Le dispositif a été mis en œuvre à la dernière minute. Aéroports du Cameroun (ADC) n’a lui-même été prévenu qu’au petit matin du dimanche 11 juillet. Au pied levé, les responsables d’ADC ont dû annoncer aux compagnies desservant Yaoundé que l’espace aérien allait être fermé pendant deux heures, à la mi-journée, le temps que l’avion du président Paul Biya (accompagné de son épouse, Chantal) décolle pour Genève, en Suisse.
Invités à l’aéroport pour faire leurs adieux au président en partance pour des vacances helvétiques, les patrons d’institutions sont eux aussi tombés du lit pour ne pas courir le risque d’arriver après le « chef » à l’aéroport. Les piétons ou automobilistes ordinaires qui effectuaient une course en ville ont dû attendre, au fond d’une ruelle, sous la menace des soldats de la Garde présidentielle, le passage de l’interminable cortège de cylindrées présidentielles, l’itinéraire routier emprunté ayant été interdit à la circulation pendant deux heures. Sur les toits, des tireurs surveillaient le parcours à la jumelle.
Les anti-Biya battent le rappel
Le président voulait sortir « discrètement » ? Raté. Les défauts d’un dispositif sécuritaire reposant sur la dissuasion sont connus. Avant même que l’avion présidentiel ne se soit posé en Suisse, les activistes anti-Biya d’Europe battaient déjà le rappel des troupes.
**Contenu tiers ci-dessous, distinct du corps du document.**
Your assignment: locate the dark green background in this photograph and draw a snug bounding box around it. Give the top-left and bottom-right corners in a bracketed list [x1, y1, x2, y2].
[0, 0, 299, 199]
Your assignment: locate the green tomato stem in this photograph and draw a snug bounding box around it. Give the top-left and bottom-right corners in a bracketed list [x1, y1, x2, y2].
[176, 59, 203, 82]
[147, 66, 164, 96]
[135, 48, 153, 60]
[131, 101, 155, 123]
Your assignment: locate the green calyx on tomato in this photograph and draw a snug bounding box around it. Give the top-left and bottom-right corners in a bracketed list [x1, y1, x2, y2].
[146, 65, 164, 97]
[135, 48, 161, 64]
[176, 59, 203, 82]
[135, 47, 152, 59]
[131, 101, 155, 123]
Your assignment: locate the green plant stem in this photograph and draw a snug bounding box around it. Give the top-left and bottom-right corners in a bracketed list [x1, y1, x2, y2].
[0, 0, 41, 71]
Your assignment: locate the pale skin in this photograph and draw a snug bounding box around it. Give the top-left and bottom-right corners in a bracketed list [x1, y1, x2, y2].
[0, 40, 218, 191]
Bientôt, cette armée de naufragés du régime – dont certains ne lui pardonneront jamais d’avoir dû fuir la pauvreté par la Méditerranée en canot pneumatique – se sont donné rendez-vous le 17 juillet, non loin de l’hôtel InterContinental des bords du lac Léman, quadrillé par la police suisse.
Le dernier séjour de Paul Biya au cinq étoiles genevois remonte à deux ans. Il dut prématurément le quitter à la suite d’affrontements opposant sa garde rapprochée aux manifestants.
L’épisode avait d’ailleurs connu un épilogue judiciaire, puisque la police de Genève avait procédé le 2 juillet 2019 à l’interpellation de six membres du service de sécurité du président Biya. Ceux-ci étaient accusés d’avoir, le 26 juin, blessé Adrian Krause, un journaliste de la Radio-télévision suisse (RTS) venu couvrir les manifestations. Condamnés à des peines avec sursis, les garde du corps avaient pu quitter la Suisse.
Un nouveau face-à-face tendu ?
Lancée en juin 2019 par le député Sylvain Thévoz à la suite de la plainte pour violences déposée par Adrian Krause, une pétition visant à déclarer le président camerounais non grata à Genève a recueilli plus de 15 000 signatures. Mais l’initiative n’a pas prospéré devant le Grand conseil du canton.
Deux ans après, le régime n’étant pas parvenu à apaiser ses relations avec une partie de sa diaspora, il faut donc s’attendre à un nouveau face-à-face tendu entre la garde rapprochée de Paul Biya, appuyée par les forces de police suisses, et les manifestants.